Appellant appeals from a judgment entered on a jury’s verdict of guilty on the first count and sentence of death upon an indictment returned by the grand jury of Baltimore City containing five counts: rape, assault with intent to rape, carnal knowledge of a girl under fourteen years of age, assault with intent to carnally know a girl under the age of fourteen, and simple assault, all upon an eleven, year old girl, on January 3, 1960.

At the beginning of the trial on April 11, 1960, Judge Cullen, when the talesmen were brought into the courtroom, advised them that this was “an important and serious case” and that he had determined to sequester the jury. He then on the voir dire inquired whether any oí the jury had such *554 conscientious, scruples or opinions as would prevent or preclude them from rendering a verdict of guilty, where the penalty prescribed by law could be death, and whether any of them had formed or expressed any opinion in the case against the appellant by reason of any statement, reports from any news source or persons which would prevent them from rendering a fair and impartial verdict based solely on the law and evidence in the case. He further asked them, at the request of defense counsel, whether any of them had any bias or prejudice against any one because of race or religion, and whether any of them had ever been a complaining witness for the prosecution in any criminal case. No other questions were requested or suggested to the Court by counsel. After the response to these questions the jury was selected and impaneled, whereupon the Court took a recess for an hour and a half for the purpose of lunch and to allow time for the jurors to arrange to have clothing and other effects picked up at their homes by court officials, and to return at 1:45 p.m.

Upon reconvening defense counsel requested and was granted a conference at the Bench. He requested a mistrial on the basis that while the Jury was at lunch, an article appeared on page 1 of the Local Section of the Baltimore News-Post newspaper as follows:

“ATTACK TRIAL TO OPEN TODAY
Trial of a 42-year-old man charged with raping an 11-year-old girl in the Parkwood Cemetery Jan. 3 was scheduled to begin in Criminal Court today.
James L. Presley, of the 400 block Warren Ave., is charged with picking up the girl in his car while she was on her way to church in Parkville after threatening her with a knife.
Police said he drove her to the cemetery, located just within the city limits, and attacked her.
They said he then drove her back to the county and let her out of the car.
Assistant State’s Atty.

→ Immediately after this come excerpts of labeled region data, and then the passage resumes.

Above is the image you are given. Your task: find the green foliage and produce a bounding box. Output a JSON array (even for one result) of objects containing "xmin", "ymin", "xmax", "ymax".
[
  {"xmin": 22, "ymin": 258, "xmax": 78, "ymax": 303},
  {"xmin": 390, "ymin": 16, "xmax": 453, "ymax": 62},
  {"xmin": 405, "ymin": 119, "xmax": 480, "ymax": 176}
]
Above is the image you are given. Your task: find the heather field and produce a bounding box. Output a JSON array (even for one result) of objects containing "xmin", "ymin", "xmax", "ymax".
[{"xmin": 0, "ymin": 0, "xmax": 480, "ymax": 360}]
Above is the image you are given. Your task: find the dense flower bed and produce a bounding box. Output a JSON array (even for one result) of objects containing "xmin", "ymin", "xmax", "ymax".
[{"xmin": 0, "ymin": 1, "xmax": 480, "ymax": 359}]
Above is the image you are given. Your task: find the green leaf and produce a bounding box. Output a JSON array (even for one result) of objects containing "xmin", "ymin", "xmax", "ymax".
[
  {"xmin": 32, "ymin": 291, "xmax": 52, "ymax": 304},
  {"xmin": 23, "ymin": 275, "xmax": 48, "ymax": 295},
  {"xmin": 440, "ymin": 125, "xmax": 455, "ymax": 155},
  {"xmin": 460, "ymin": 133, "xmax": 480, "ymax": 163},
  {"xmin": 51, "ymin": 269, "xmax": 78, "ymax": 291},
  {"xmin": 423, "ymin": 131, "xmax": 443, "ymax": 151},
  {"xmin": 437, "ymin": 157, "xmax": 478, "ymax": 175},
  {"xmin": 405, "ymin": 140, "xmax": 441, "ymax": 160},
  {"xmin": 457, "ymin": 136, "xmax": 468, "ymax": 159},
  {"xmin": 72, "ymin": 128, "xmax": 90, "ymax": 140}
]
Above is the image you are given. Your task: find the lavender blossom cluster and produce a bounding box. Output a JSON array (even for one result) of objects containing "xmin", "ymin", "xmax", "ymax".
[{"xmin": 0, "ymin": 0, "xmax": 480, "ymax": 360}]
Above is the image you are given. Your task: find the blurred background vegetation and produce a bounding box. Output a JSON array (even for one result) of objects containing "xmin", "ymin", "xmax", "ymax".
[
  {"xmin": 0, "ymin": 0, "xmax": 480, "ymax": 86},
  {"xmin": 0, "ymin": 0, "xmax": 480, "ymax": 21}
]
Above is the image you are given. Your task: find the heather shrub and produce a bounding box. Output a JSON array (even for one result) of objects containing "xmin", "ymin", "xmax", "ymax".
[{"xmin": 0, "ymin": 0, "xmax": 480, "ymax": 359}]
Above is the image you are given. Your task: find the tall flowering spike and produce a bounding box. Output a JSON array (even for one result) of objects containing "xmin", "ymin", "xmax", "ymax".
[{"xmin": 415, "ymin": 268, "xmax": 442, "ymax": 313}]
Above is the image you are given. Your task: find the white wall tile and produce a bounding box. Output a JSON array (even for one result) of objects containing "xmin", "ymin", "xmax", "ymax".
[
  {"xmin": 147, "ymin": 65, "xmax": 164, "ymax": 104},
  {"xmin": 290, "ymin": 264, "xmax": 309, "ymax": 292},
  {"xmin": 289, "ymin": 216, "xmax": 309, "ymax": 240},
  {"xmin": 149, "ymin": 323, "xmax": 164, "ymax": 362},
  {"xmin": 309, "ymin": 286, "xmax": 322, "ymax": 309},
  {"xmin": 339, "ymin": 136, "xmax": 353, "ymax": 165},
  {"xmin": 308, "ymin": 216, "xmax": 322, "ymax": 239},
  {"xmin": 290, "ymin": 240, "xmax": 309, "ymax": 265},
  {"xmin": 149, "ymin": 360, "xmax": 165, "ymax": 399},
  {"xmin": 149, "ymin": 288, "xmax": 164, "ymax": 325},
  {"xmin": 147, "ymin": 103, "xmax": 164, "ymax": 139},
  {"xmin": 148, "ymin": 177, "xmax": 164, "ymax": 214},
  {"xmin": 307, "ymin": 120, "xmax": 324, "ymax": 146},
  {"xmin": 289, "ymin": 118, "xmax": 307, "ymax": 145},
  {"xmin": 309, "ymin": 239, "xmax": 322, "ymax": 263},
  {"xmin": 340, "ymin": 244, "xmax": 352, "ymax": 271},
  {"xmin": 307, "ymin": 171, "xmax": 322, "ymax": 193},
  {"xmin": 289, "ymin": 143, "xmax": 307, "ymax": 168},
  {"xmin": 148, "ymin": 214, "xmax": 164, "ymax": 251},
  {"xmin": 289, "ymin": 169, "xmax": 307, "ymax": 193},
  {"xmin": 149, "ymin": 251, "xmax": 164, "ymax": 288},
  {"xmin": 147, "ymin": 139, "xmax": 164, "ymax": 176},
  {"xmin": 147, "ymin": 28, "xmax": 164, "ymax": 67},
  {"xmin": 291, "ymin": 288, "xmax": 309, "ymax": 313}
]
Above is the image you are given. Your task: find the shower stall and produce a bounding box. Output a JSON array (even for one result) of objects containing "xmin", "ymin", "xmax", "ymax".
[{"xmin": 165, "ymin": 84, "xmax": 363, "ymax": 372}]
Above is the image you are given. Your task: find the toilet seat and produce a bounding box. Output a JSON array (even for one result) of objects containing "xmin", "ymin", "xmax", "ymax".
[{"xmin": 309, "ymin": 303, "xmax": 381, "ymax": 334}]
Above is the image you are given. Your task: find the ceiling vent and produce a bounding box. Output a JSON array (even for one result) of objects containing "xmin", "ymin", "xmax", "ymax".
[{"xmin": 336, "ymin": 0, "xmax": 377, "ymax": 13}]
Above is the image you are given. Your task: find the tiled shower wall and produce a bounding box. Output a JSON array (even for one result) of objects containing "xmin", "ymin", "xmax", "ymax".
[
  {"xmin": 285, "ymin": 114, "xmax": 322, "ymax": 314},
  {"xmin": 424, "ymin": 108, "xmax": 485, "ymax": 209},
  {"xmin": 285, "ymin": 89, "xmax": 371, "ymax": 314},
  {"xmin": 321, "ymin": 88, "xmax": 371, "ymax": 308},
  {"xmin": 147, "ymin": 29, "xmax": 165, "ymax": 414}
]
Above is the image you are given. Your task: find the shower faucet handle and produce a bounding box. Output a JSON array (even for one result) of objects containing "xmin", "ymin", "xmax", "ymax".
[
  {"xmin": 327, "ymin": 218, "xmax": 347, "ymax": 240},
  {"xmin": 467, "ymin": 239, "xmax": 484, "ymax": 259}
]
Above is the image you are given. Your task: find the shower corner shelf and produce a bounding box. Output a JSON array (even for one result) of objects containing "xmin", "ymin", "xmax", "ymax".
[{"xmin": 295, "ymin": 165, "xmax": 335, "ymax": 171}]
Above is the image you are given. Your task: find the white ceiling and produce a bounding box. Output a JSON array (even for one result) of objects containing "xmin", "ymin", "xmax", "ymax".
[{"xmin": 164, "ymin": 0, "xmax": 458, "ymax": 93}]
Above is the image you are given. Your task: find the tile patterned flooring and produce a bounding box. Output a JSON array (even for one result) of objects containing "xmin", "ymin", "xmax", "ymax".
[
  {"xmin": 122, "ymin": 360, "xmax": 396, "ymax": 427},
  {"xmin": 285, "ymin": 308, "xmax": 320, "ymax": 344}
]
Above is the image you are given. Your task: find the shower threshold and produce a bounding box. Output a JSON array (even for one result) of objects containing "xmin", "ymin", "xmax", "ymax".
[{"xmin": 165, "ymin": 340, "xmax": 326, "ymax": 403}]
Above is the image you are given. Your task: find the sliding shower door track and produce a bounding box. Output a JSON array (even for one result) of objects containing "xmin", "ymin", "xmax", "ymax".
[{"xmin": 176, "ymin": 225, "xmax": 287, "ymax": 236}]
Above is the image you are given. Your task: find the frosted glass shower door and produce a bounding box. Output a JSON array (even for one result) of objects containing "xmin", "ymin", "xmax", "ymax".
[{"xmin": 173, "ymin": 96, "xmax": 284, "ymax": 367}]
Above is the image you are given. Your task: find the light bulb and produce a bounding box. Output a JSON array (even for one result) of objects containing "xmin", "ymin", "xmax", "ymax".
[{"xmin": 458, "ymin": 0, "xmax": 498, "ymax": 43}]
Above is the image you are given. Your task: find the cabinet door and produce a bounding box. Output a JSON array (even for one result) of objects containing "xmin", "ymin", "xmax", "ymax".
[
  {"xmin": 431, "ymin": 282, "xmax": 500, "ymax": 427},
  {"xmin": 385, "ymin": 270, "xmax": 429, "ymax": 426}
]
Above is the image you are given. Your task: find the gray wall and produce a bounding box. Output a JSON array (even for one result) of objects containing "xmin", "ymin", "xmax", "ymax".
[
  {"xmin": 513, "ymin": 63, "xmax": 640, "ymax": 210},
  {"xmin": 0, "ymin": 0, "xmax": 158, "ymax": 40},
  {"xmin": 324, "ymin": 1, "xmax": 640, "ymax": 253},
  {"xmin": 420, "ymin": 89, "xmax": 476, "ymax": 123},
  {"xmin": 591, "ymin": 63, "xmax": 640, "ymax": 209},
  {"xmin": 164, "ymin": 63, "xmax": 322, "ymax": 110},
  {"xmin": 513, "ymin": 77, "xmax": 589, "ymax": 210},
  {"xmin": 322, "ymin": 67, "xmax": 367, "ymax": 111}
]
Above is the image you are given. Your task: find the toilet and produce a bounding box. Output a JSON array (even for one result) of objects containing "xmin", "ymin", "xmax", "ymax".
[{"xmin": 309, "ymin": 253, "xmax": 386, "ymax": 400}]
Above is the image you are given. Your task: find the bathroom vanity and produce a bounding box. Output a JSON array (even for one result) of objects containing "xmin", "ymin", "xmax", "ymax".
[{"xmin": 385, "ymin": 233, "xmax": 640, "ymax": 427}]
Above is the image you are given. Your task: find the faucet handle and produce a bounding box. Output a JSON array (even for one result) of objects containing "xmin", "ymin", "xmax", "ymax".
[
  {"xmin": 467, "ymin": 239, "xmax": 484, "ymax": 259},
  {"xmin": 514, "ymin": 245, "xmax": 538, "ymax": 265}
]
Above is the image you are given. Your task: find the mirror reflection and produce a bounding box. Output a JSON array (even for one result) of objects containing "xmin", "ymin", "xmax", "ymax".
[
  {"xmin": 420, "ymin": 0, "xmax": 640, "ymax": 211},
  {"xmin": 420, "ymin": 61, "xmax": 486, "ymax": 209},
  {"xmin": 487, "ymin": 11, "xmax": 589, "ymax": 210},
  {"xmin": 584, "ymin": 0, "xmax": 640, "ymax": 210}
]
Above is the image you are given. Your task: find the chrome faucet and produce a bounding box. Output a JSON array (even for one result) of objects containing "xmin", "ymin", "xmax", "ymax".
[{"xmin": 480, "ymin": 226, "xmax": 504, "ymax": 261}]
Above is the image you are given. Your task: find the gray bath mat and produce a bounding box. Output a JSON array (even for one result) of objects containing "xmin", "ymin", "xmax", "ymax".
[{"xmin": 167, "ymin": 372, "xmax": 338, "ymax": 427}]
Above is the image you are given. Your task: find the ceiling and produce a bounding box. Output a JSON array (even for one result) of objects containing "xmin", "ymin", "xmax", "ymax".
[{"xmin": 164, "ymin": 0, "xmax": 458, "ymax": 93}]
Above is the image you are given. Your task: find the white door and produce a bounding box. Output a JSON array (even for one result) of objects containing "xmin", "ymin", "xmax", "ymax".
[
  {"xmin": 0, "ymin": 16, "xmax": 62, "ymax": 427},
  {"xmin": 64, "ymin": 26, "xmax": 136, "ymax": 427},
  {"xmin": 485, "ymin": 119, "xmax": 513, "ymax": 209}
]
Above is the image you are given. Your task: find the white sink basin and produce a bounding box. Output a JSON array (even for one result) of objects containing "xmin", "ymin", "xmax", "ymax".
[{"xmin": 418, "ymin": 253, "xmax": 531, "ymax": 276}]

John W. Sause, Jr. said he will ask the death penalty for Presley.”

*555 The Court stated that the defense agreed with the Court and with the State to allow the jury to go to lunch and that he had “the very specific agreement to that effect.” He thereupon overruled the motion for mistrial and this gives rise to the first question urged upon this Court as ground for reversal. The general rule with respect to alleged prejudice caused by newspaper publicity has been clearly established in this State by the decisions of this Court, which is that the burden is upon the party alleging prejudice to show: (1) that the newspaper article is prejudicial, (2) that a juror has read the prejudicial newspaper article, and (3) that the jurors’ decision at the trial was influenced by that newspaper article. Gray v. State, 224 Md. 308, 167 A. 2d 865; Piracci v. State, 207 Md. 499, 115 A. 2d 262; Grammer v. State, 203 Md. 200, 100 A. 2d 257; Wanzer v. State, 202 Md. 601, 97 A. 2d 914; Larch v. State, 201 Md. 52, 92 A. 2d 463; Baltimore Radio Show v. State, 193 Md. 300, 67 A. 2d 497; Newton v. State, 147 Md. 71, 127 Atl. 123.

We find nothing in the article inflammatory or calculated to arouse public sentiment against the defendant, nor do we find anything in it which would likely have influenced a juror’s decision one way or the other. The article simply attempted to state what the charges were against the appellant. United States v. Reid, 53 U. S. 361, 12 Howard 361.

In support of this contention the appellant seems to rely exclusively upon Basiliko v. State, 212 Md. 248, 129 A. 2d 375. This argument ignores the obvious fact that in Basiliko the Court found the articles were prejudicial per se. The facts in that case are so different from those involved in this that we do not consider Basiliko in point.

The record fails to show that any juror read the newspaper article. When the court reconvened, and before any evidence was given, defense counsel made no request to have the court further examine the jurors on their voir dire as to whether or not any juror had in fact read the article. Having failed to avail himself of the opportunity to have the jurors further interrogated, the appellant can not now complain that some juror may have read it and have been influenced thereby. *556 We find no error in the Court’s overruling the motion for mistrial.

The appellant’s next question is whether the circumstances surrounding the police line-up were so unfair and unreliable as to preclude the admissibility of the identification resulting therefrom. A careful reading of the record and the briefs fails to disclose how this question has been preserved for review by this Court. However, the general rule as to the admission of an extrajudicial identification in a trial where the identity of the accused is an issue, is that such identification is admissible when it appears that the circumstances surrounding the same were such as to preclude any reasonable suspicion of unfairness or unreliability. Basoff v. State, 208 Md. 643, 119 A. 2d 917; Judy v. State, 218 Md. 168, 146 A. 2d 29; Proctor v. State, 223 Md. 394, 164 A. 2d 708. See annotations in 71 A.L.R. 2d 456; 1 Wharton, Criminal Evidence (12th ed. 1955) Secs. 181, 182; 23 C.J.S. Criminal Law, Sec. 920, p. 192.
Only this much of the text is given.